Somerset 171 and 243 beat Kent 209 and 131 by 74 runs.
Champions win games like this, behind for most of the game, losing more sessions than they win but convincingly winning the crucial session. Somerset in beating many people’s favourites to go down will not draw huge comfort from their performance over the 3 days but they will from the sheer guts, spirit and will to win they showed to on this final day.
Somerset led by 138 overnight making the sage deliberations of all of us to as to how many runs were required on the fourth morning meaningless in numerical terms. But the psychological impact of Somerset’s batting in the first hour, particularly the tenth wicket stand probably had an impact on Kent’s second batting performance.

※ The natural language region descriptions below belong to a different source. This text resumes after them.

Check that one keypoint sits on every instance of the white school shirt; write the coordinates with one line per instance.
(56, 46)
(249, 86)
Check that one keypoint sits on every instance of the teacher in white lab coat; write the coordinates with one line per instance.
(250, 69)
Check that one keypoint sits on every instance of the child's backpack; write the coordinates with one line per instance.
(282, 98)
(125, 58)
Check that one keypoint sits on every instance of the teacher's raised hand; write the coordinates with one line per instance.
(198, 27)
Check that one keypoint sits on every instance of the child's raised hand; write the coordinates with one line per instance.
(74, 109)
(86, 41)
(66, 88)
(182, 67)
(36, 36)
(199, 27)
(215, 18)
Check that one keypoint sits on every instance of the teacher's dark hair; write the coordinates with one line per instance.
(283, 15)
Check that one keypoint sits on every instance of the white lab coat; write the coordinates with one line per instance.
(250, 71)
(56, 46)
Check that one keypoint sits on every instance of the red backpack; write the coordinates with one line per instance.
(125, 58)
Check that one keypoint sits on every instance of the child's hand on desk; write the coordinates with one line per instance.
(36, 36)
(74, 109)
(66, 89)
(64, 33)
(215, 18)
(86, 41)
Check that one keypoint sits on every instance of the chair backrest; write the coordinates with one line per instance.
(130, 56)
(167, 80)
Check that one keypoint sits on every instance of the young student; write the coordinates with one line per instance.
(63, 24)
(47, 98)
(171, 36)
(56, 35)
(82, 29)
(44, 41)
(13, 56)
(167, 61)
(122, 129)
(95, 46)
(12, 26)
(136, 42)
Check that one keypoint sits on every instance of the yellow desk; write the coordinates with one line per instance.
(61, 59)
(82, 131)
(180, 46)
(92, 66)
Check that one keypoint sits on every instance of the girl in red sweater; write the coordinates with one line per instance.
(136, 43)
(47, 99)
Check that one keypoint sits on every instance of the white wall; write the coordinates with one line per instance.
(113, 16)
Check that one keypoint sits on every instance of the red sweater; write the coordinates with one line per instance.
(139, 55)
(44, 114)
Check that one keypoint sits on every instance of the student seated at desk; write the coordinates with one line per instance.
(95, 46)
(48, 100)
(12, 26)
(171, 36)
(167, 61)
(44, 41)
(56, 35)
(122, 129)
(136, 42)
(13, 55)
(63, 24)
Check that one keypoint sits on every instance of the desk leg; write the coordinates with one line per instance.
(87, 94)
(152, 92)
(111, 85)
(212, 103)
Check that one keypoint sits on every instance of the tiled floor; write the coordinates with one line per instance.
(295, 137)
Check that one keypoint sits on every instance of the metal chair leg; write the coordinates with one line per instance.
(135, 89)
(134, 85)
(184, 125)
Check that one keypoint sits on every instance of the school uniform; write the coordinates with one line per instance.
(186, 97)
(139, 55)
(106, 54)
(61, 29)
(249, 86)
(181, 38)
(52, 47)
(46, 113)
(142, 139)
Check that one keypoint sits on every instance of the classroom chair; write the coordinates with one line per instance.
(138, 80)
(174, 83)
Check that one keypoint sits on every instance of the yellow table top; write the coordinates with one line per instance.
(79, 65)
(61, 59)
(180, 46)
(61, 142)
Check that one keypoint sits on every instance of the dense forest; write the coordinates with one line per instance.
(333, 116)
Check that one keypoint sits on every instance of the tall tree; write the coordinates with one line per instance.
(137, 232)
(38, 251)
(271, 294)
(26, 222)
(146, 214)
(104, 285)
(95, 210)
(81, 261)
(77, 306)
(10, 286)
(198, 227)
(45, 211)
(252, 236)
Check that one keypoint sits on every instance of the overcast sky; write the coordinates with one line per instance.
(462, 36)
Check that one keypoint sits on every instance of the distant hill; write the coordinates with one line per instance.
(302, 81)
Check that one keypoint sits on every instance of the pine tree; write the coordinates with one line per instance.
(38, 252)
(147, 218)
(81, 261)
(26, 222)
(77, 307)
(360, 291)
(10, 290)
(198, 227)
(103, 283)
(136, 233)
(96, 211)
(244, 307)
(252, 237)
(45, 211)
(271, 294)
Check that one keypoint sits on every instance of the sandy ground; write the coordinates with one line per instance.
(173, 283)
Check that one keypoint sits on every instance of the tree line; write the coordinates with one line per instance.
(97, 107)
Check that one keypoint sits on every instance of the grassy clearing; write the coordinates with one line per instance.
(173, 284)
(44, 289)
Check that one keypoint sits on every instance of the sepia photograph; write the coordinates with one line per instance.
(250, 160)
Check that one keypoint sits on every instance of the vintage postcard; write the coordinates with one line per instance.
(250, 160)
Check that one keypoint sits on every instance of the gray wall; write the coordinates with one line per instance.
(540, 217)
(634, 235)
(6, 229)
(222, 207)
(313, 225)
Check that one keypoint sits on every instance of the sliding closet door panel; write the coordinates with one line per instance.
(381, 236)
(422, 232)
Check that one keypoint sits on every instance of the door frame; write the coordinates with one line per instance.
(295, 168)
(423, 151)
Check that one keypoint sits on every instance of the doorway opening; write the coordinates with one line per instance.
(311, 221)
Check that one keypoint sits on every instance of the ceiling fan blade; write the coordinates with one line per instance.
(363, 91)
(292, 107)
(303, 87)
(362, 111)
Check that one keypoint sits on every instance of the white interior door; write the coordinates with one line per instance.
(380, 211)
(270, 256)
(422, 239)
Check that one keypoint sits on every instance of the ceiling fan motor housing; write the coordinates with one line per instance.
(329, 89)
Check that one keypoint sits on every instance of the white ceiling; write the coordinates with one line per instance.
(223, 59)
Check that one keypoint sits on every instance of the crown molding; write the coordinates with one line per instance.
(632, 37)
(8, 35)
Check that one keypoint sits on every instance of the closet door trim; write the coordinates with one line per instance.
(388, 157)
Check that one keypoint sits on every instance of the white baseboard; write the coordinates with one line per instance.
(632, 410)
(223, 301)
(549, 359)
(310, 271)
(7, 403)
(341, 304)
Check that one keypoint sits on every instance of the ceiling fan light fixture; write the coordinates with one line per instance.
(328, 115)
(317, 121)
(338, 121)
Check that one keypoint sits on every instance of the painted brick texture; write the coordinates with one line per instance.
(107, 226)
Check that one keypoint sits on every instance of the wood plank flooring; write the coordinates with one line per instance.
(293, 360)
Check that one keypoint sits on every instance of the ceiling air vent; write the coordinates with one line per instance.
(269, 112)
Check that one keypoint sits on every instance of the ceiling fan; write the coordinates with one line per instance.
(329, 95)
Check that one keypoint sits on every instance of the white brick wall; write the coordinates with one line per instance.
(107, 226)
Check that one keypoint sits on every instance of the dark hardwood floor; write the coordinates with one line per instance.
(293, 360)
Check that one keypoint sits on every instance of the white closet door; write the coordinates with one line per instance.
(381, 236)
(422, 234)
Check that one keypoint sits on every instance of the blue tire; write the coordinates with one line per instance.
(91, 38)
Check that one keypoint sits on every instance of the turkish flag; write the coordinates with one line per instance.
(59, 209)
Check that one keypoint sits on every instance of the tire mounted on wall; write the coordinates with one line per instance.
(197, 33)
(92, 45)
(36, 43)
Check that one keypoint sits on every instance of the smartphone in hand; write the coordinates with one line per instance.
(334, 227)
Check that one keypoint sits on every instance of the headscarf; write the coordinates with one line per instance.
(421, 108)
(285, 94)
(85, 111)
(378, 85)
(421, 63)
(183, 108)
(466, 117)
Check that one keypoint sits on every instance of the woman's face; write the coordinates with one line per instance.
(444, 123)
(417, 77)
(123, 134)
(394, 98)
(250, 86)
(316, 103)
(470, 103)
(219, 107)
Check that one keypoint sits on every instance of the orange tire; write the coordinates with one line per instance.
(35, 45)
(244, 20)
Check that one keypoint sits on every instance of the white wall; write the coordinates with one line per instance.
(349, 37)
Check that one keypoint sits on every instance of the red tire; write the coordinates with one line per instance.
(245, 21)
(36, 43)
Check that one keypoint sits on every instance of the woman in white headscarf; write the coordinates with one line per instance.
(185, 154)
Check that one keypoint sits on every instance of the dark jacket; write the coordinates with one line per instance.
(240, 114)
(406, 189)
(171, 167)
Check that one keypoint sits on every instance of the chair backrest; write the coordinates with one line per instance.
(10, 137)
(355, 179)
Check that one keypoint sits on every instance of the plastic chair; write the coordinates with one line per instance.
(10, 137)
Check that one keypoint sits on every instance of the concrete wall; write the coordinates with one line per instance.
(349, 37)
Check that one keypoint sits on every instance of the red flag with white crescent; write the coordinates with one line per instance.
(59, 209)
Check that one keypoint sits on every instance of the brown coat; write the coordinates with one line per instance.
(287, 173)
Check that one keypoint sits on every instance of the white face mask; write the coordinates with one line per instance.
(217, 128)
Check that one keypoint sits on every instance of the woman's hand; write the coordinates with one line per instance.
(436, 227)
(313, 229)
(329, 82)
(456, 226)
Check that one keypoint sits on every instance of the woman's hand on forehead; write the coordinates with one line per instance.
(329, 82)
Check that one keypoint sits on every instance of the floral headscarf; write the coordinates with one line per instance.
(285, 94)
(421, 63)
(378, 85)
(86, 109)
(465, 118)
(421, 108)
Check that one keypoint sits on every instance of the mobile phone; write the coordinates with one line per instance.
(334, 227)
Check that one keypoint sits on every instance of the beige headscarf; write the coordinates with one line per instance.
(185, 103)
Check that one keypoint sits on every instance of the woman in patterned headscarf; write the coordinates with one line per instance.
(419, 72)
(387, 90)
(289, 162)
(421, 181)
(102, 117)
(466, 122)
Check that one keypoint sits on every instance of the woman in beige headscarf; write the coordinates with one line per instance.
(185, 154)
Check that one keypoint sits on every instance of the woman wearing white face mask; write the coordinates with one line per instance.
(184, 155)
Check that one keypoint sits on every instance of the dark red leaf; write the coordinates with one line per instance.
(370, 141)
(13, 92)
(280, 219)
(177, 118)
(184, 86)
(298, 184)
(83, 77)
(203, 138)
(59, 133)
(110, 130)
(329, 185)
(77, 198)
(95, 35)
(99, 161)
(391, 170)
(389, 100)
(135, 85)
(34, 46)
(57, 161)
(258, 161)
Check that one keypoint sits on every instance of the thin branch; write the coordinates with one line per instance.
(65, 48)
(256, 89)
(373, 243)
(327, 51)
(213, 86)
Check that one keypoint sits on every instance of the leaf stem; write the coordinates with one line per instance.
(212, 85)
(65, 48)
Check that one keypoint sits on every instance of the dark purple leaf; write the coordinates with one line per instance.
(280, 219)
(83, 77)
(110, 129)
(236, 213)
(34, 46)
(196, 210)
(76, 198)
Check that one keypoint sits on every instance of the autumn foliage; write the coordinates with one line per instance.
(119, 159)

If Somerset didn’t achieve the perfection I said they needed in my piece ahead of the final day’s play of this opening County Championship Division 1 game they were pretty close. What this result will have done is to send the message, if it needed to be sent, to the rest of the first division that this is a Somerset bowling attack that will trouble far better batting line-ups than this Kent one.
The course of the game was changed in a 90-minute spell leading up to lunch on the fourth morning. Somerset, thanks to a last-wicket stand of 62, set Kent a challenging but not impossible 206. By lunch the visitor’s hopes were in shreds at 43-5. Lewis Gregory took a wicket with the first ball of the innings followed shortly after by Matt Renshaw also for a duck with the score on 1-2. Would it be stretching it to ask if Renshaw’s heart still resides at the County Ground?
A mini-revival in the shape of a 35 runs third wicket partnership between Crawley and Bell-Drummond which occupied half an hour and 10 overs but in the space of 9 balls Somerset removed both and captain Heido Kuhn.
The period after lunch saw some normality resume after Gregory took his fourth wicket in his first over after the break at which point Kent were 45-6 and Lewis had 4-8. Darren Stevens, showing all his experience and considerable batting skill settled in to play the sort of innings Kent required their top order to deliver. Stevens was well supported by 20 from Alex Blake and a defiant 10 by Matthew Milnes but Somerset were not to be denied, completing victory when Josh Davey removed last man Mitch Claydon caught by James Hildreth shortly before 4pm.
Lewis Gregory was quite simply unplayable demonstrating exemplary control and some clever variations after an initial spell of 4-8 he returned to take the ninth wicket and finish with 5-18. He was well supported by Craig Overton and Jack Brooks both bagging a brace.
Resuming on 171-7 and it was widely believed needing to add at least another 50 Somerset were quickly reduced to 181-9 when Mitch Claydon removed Craig Overton for the addition of only a single to his overnight total and Josh Davey for 2, a lead of 143. Both accounted for by balls that would have troubled more senior batsmen.
Enter Jack Brooks, bristling with intent and perhaps still smarting from his profligate debut bowling performance. Whatever his motivation Brooks helped George Bartlett add 62 in just under 10 overs and allowing George to become the first batsman in the match to pass 50. Brooks would have enjoyed his 6 during his unbeaten 35 and will no doubt be telling everyone in the dressing room that in his career for Somerset he has accumulated 40 without being dismissed compared with Tres and Hildreth’s combined 44-4!
By the time Bartlett was dismissed lbw by Darren Stevens aiming something injudicious to Darren Stevens the pair had increased Somerset’s advantage to 205, a pretty remarkable recovery from the depths of 17-3, 32-4 and 111-7.
Somerset take 19 points to go second in the table behind Hampshire who completed a maximum point victory over Essex earlier in the day.